Comme au matin l'on voit un Essaim qui butine
S'abattre sur un Lys immobile et penché:
La tige a tressailli, le calice s'incline,
Et s'incline avec lui tout le trésor caché;

Et tandis que l'Essaim des abeilles ensemble
Pèse d'un poids léger et blesse sans douleur,
De la pure rosée incertaine et qui tremble
Deux gouttes seulement s'échappent de la fleur.

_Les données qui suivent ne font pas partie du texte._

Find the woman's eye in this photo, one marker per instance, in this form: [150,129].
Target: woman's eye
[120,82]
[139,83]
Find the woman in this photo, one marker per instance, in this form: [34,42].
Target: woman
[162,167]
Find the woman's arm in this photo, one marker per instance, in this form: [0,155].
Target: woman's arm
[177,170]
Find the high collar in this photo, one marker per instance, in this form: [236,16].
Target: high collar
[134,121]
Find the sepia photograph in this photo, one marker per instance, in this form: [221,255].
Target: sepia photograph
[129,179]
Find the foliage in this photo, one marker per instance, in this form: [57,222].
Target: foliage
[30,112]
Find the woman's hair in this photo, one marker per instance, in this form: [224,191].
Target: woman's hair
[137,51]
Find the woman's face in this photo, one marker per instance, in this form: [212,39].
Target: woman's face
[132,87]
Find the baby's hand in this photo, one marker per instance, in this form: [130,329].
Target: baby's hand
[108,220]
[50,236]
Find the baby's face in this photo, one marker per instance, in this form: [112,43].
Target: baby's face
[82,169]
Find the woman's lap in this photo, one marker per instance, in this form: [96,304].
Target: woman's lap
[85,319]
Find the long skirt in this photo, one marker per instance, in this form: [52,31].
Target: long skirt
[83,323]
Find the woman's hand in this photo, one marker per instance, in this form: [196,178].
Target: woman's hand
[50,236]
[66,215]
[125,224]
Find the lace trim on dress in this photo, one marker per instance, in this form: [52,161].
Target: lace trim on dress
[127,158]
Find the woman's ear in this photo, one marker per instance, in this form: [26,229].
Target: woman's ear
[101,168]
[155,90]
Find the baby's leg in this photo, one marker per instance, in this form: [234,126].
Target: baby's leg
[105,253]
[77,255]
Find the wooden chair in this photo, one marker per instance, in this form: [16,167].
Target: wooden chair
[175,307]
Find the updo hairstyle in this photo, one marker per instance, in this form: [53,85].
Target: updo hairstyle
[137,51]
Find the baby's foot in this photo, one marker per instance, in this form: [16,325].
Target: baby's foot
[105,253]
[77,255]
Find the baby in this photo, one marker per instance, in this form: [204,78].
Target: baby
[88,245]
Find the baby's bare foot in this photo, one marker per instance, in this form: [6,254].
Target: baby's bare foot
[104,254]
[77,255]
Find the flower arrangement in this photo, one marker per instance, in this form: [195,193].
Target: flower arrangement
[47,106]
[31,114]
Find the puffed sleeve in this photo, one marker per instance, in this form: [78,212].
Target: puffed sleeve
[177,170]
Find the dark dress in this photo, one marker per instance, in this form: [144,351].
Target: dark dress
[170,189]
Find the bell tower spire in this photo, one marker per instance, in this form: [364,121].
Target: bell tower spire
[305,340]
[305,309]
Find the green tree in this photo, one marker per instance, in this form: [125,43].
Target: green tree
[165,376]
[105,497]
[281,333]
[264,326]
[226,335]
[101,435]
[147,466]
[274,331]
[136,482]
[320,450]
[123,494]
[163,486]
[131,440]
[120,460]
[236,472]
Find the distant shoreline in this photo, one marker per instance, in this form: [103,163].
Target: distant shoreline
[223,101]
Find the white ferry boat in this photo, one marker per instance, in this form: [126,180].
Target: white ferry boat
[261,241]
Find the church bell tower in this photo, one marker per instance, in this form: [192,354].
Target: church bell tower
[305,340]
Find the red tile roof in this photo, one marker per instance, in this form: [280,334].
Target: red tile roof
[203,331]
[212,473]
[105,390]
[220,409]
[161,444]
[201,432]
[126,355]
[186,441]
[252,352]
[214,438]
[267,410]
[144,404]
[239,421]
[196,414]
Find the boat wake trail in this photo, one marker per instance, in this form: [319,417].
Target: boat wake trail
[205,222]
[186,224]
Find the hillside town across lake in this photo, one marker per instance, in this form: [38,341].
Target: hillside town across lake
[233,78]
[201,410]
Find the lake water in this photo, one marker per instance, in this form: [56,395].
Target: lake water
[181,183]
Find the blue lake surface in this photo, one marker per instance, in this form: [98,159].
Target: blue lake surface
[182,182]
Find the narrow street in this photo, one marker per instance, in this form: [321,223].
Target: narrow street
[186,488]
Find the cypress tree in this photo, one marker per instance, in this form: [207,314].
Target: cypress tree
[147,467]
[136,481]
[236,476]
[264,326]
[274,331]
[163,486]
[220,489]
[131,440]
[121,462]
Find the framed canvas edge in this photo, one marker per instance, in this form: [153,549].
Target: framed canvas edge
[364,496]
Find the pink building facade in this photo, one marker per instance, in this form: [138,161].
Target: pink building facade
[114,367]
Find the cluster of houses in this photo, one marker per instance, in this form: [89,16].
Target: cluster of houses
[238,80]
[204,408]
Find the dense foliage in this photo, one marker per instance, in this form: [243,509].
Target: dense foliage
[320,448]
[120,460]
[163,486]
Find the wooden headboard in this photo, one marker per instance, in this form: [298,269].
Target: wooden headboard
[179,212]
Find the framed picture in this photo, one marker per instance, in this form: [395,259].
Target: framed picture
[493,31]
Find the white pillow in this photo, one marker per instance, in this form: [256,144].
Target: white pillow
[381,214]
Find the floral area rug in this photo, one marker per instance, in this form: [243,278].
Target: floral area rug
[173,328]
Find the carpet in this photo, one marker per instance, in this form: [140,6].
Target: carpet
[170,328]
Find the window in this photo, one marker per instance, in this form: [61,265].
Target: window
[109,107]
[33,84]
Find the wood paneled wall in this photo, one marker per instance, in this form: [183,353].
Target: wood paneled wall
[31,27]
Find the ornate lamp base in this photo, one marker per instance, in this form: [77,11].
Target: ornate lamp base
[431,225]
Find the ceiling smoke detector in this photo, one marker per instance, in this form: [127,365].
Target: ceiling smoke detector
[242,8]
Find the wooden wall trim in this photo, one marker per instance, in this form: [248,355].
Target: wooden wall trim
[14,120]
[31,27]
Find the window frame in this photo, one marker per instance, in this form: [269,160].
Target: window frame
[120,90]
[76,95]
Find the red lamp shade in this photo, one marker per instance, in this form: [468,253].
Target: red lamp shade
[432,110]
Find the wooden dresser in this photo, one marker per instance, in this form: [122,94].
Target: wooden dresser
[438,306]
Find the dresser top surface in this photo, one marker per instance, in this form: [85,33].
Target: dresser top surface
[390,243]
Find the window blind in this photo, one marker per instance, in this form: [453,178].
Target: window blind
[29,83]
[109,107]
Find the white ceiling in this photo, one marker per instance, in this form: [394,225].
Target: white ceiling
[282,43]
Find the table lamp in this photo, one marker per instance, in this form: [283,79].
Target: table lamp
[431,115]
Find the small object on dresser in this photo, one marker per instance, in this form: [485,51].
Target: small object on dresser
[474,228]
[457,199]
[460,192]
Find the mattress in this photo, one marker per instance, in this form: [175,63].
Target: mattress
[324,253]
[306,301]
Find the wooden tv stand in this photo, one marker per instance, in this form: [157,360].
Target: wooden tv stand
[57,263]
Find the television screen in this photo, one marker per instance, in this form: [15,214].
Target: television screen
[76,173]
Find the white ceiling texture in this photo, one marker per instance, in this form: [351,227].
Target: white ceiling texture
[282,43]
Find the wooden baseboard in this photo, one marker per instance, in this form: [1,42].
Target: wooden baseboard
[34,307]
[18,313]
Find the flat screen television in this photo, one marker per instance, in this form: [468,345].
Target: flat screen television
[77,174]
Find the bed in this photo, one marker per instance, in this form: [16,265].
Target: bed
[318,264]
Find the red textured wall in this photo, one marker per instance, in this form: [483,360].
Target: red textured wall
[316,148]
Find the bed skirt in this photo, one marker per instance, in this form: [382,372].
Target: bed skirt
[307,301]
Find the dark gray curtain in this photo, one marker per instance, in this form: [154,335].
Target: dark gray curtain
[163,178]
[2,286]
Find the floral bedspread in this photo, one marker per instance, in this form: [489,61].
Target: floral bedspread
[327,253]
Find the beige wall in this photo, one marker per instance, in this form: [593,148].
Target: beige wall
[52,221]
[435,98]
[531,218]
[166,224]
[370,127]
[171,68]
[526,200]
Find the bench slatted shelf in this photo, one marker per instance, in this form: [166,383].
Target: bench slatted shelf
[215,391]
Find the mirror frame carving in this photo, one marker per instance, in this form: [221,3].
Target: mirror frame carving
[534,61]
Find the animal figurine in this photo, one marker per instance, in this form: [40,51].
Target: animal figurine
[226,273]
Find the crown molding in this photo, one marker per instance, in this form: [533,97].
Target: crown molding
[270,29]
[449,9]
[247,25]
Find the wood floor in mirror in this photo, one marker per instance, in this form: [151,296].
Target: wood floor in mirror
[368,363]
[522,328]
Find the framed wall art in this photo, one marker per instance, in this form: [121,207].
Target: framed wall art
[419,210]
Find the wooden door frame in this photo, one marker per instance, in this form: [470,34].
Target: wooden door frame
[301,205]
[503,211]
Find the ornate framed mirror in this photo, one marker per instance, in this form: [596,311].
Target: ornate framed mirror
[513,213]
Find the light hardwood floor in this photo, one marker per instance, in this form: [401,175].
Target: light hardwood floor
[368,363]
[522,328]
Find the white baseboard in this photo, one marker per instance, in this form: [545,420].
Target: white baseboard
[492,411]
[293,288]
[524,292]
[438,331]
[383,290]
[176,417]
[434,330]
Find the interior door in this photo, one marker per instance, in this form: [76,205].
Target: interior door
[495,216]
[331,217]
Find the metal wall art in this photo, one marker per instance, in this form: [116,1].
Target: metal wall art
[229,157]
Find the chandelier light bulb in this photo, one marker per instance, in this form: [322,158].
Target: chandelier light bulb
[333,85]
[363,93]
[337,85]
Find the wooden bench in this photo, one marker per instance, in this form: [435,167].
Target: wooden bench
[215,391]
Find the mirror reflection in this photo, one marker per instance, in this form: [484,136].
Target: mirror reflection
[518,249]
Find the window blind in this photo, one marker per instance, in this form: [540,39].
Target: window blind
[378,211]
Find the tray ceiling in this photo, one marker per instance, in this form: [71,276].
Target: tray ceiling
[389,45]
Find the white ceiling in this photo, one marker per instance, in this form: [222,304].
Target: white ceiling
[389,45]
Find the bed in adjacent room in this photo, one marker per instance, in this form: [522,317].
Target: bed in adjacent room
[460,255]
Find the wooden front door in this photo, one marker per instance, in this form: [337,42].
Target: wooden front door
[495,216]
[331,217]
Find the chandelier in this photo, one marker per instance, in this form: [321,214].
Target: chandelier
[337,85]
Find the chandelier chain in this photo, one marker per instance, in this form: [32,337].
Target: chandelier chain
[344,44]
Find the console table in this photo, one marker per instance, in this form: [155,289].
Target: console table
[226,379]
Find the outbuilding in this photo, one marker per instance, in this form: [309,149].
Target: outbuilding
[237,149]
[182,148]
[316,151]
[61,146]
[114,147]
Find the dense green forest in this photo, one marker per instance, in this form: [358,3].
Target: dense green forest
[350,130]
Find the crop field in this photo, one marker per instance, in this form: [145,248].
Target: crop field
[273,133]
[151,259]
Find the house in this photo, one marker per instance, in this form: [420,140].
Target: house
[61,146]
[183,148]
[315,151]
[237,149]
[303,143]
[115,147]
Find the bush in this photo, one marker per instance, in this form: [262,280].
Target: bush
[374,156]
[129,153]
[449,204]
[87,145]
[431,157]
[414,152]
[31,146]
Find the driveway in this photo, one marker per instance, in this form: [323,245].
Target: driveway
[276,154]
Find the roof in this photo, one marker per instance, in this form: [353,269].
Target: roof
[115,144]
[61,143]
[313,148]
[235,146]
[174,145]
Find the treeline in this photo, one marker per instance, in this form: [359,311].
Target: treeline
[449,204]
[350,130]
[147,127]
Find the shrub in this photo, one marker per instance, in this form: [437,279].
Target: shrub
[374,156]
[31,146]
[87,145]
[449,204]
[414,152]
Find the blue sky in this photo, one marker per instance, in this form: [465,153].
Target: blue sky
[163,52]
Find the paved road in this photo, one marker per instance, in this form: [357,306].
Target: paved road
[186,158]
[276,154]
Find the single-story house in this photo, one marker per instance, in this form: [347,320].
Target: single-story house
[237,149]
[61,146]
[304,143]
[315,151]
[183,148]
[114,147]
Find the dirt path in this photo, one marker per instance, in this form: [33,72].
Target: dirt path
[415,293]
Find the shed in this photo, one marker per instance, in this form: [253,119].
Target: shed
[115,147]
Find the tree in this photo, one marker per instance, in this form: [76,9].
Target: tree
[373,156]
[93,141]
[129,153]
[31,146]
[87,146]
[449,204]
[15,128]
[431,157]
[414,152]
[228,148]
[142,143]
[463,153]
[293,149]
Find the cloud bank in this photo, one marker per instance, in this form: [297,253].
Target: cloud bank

Ce sont tes pleurs d'hier, tes larmes adorées,
Quand sur ce front pudique, interdit au baiser,
Mes lèvres (oh! pardonne!) avides, altérées,
Ont osé cette fois descendre et se poser:

Ton beau cou s'inclina, ta brune chevelure
Laissa monter dans l'air un parfum plus charmant;
Mais quand je m'arrêtai contemplant ta figure,
Deux larmes y coulaient silencieusement.

V

SONNET.

Que vient-elle me dire, aux plus tendres instants,
En réponse aux soupirs d'une âme consumée,
Que vient-elle conter, ma folle Bien-Aimée,
De charmes défleuris, de ravages du temps,

De bandeaux de cheveux déjà moins éclatants?
Qu'a-t-elle à me montrer sur sa tête embaumée
Comme un peu de jasmin dans l'épaisse ramée,
Quelques rares endroits pâlis dès le printemps?

Qu'a-t-elle? dites-moi; fut-on jamais plus belle?